How a Google Search and a 3-Minute Test Saved My Life
Growing up, and honestly still to this day, people would say, “You’re always so happy!” or “How are you always so energetic?” The truth is, I hated when people would say that. Underneath my cheery exterior was a deep dark self-hatred about my body and my personality. In my mind, I had no worth. These self-destructive thoughts began at age 13, which quickly developed into self-destructive habits, which then turned into anorexia and, after four months of starving myself, evolved into a decade of compulsive overexercise, binge eating disorder and zero self-esteem.
My disordered eating and thoughts went on for 11 years, until I was 24. To my family, friends and peers I was living my dream life in San Francisco and killin’ it. While this was true, I was simultaneously living a life of shame, obsession and depression. At 24, I hit rock bottom – bingeing to the point of nausea at every meal, avoiding social situations because of being ashamed of how I looked, allowing guys to take advantage of me because I had no self-respect, counting every calorie and every calorie burned, exercising to the point of exhaustion every day and throwing up at least once a week.
I don’t remember exactly what made me Google search “I think I have an eating disorder.” I would gander to say it was my healthy voice’s desperate attempt to release me from my debilitating obsession, depression and isolation. Whatever it was though, I’m so grateful I searched it because what I stumbled upon was the National Eating Disorder Association’s (NEDA) screening test.
I was surprised by the questions it asked. They had nothing to do with how I looked and were more to do with the thoughts in my head. But when I got to the end and it said “You are at risk for disordered eating,” that was the moment I was finally given the space, validation and courage to admit to myself I did have a problem. I didn’t want to live that way anymore, and I needed legitimate help to do so.

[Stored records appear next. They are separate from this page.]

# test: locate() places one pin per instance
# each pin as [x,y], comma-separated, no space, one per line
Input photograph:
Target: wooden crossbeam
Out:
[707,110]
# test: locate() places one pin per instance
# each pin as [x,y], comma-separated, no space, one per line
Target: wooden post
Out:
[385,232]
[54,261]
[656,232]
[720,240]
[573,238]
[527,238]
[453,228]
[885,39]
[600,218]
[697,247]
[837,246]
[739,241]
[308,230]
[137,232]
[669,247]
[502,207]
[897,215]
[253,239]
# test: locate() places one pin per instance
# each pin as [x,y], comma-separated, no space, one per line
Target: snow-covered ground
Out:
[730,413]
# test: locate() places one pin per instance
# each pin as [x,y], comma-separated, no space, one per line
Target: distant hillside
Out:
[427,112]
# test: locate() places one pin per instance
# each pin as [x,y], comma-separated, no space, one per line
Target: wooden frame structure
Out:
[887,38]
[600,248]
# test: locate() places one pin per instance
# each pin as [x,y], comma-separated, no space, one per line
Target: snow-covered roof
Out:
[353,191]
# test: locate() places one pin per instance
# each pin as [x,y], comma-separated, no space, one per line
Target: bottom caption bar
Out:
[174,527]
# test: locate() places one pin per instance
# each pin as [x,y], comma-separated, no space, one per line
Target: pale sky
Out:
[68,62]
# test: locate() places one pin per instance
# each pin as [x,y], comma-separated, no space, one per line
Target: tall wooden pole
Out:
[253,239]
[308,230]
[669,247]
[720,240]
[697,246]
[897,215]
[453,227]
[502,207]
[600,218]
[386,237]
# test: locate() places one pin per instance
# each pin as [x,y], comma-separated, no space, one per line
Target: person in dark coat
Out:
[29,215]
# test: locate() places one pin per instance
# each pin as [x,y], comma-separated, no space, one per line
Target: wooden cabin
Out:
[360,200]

So why am I telling you this? Because even if you don’t think you have a full-blown eating disorder, you can take this three-minute NEDA screening test and help someone who does. We all have that voice at some point that says we’re not good enough. That shames us for eating too much or the wrong thing or not exercising enough or not working hard enough. If anything, take this three-minute screening test to educate yourself on the real red flags of an eating disorder — it’s not just about how a person looks. With this knowledge, you can show compassion to a friend, a family member, a co-worker, a fellow dancer or a stranger who may be silently struggling with this disease.
And if none of those are good enough reasons to take this screening test, then do it for me. This week is my birthday and marks one and a half years of being recovered. If you take this test to support NEDA’s life-saving campaign you would give me the greatest gift I could ask for. No one deserves to hate them self and to punish their body. Think about it…if one of my loved ones — my family, my teachers, my dance or swim coaches, my friends — had taken this test and been aware of the real red flags, I could have avoided a decade of suffering. My eating disorder story would have just been a paragraph in my life’s book, instead of a lengthy chapter.
Recovery is possible. Early prevention is essential. Let’s do this!